# Increasing Band Length to Extend Band Life



## CornDawg (Sep 27, 2015)

I shoot flatband tapers on everything. I'm addicted to the speed. The consequence is abysmal band life.

A while back I extended my default active band length by 1/2 inch to see if I could get 50-100 more shots per set. It worked to a degree. My hold got a little higher and speed was noticeably reduced but the changes were tolerable. Then it got good to me. I extended by a full inch. The draw seemed effortless, and I effectively doubled the life of the bandset.
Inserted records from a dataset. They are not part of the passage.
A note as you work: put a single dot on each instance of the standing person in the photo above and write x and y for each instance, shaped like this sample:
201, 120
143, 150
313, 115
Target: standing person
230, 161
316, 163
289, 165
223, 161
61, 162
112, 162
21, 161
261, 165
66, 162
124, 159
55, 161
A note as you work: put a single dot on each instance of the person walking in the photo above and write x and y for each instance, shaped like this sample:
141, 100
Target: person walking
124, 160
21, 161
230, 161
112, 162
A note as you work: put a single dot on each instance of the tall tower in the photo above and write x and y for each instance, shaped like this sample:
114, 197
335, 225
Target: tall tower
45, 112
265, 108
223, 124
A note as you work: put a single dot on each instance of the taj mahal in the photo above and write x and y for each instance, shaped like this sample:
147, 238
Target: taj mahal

I objected to the lesser performance at first, but then became accustomed to it, reasoning that accuracy was my primary goal anyway.
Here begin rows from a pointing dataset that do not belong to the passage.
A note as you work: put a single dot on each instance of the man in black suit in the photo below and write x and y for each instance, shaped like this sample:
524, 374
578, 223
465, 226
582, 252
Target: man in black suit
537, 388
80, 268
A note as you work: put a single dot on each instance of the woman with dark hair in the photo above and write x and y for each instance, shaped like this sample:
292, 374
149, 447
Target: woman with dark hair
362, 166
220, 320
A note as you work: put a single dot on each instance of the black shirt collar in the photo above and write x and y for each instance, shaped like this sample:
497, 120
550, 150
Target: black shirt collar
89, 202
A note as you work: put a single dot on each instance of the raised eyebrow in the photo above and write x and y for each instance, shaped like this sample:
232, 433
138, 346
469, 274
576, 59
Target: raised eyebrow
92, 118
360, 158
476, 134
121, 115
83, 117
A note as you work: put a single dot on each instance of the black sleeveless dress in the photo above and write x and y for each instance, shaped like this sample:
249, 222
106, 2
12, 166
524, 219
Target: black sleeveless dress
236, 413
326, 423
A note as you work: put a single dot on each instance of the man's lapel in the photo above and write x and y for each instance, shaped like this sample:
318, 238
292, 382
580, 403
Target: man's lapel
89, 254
When my Scorpion arrived I mounted a set of TBG tapers I'd originally cut for my Scout. The extra inch I was used to was eaten-up by the tie-on method and I was back to my 'measured' length of 7" active. Wow, what a difference. I gave myself a quick refresher in how speed relates to accuracy. I'd actually forgotten how laser-like the trajectory is at max elongation...
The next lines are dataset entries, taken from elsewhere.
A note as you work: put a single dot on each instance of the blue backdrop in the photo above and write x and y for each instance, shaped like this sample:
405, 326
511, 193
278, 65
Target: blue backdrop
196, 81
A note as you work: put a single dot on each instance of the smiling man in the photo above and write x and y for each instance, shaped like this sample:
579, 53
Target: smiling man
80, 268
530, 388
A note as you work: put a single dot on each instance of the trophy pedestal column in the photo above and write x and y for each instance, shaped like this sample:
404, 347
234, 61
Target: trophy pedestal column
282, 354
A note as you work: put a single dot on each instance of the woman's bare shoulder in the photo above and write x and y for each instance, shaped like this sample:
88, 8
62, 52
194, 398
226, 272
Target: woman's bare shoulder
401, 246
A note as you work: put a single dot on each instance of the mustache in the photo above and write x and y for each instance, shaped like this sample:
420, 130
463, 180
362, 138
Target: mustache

So I guess it's a matter of economy vs. performance. What is your happy medium?


----------



## treefork (Feb 1, 2010)

What ammo and taper are you using ?


----------



## CornDawg (Sep 27, 2015)

7/8 x 5/8 TBS for 3/8 and 7/8 x 5/8 TBG for 7/16.


----------



## treefork (Feb 1, 2010)

I believe you can improve your band life by simply decreasing the band size and still use 500 % elongation . A 3/4 x 5/8 is plenty for 3/8 inch steel and performs very well . I use this for 3/8 and even 7/16 steel . The band life will even be longer with the 7/16 steel . You're taper is too much for 3/8 inch steel . Works for me . :iono: A 7/8 X 3/4 taper will be better for the 7/16 steel than what you're using .


----------